Neuroanatomical profile of BMI implicates impulsive delay discounting and general cognitive ability
Abstract
Objective
Obesity is a disorder of excessive adiposity, typically assessed via the anthropometric density measure of BMI. Numerous studies have implicated BMI with differences in brain structure, but with highly inconsistent findings.
Methods
Machine learning elastic net regression models with cross-validation were conducted to characterize a neuroanatomical morphometry profile associated with BMI in 1100 participants (22% BMI > 30, n = 242) from the Human Connectome Project Young Adult project.
Results
Using five-fold cross-validation, the multiregion neuroanatomical profile substantively predicted BMI (R2 = 10.05%), and this was robust in a held-out test set (R2 = 8.87%). In terms of specific regions, the neuroanatomical profile was enriched for nodes in the default mode, executive control, and salience networks. The relationship between the morphometry profile and BMI itself was partially mediated by impulsive delay discounting and general cognitive ability.
Conclusions
Taken together, these findings reveal a robust machine learning-derived neuroanatomical profile of BMI, one that comprises nodes in motivational brain networks and suggests the functional links to obesity are via self-regulatory capacity and cognitive function.
CONFLICT OF INTEREST STATEMENT
James MacKillop is a Principal and Senior Scientist at BEAM Diagnostics, Inc.
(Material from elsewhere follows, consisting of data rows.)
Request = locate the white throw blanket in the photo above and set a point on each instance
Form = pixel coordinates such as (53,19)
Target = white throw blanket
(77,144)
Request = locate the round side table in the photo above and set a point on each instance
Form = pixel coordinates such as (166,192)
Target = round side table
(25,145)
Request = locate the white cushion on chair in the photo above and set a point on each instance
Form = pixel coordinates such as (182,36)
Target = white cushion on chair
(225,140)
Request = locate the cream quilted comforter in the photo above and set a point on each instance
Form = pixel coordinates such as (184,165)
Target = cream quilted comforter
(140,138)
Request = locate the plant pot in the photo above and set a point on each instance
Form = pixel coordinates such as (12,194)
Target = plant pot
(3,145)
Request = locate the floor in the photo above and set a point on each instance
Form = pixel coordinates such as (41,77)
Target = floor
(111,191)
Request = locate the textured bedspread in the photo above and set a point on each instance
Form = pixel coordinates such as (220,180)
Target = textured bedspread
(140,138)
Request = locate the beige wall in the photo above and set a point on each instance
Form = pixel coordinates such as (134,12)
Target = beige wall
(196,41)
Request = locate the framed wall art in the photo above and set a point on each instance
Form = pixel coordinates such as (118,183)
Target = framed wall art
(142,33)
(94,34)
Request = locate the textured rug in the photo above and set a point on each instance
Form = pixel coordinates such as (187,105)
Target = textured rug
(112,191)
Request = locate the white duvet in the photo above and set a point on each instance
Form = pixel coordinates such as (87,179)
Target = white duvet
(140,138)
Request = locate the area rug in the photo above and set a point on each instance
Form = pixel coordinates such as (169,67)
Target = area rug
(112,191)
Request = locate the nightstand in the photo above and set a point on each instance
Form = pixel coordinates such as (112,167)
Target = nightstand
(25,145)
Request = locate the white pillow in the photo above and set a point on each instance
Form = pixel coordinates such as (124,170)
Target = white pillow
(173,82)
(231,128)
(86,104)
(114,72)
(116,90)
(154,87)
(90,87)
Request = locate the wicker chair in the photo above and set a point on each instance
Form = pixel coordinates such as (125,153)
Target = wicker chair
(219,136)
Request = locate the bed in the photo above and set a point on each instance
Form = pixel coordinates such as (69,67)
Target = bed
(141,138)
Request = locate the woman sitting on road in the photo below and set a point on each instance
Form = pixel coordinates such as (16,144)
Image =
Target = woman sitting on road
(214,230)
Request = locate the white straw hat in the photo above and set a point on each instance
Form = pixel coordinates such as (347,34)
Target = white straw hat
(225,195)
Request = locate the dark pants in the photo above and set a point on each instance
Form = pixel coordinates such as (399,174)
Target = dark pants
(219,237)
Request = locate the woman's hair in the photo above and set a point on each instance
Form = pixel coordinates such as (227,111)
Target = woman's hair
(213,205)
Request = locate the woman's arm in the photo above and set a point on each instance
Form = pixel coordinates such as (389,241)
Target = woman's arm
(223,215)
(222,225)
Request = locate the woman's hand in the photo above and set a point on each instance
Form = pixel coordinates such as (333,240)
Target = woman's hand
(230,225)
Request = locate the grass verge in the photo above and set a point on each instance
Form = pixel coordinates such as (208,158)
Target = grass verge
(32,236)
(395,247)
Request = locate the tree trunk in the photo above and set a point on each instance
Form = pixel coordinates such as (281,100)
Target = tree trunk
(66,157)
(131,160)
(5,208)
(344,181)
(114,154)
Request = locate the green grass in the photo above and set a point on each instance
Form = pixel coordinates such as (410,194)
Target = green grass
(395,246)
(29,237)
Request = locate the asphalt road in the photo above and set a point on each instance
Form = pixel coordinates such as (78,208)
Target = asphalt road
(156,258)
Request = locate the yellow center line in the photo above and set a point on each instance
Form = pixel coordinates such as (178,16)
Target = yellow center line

The other authors declared no conflict of interest.
Open Research
DATA AVAILABILITY STATEMENT
All data were provided by the Human Connectome Project, WU-Minn Consortium (Principal Investigators: David Van Essen and Kamil Ugurbil; 1U54MH091657) funded by the 16 NIH Institutes and Centers that support the NIH Blueprint for Neuroscience Research; and by the McDonnell Center for Systems Neuroscience at Washington University in St. Louis. The authors are grateful to the Human Connectome Project for open access to its data.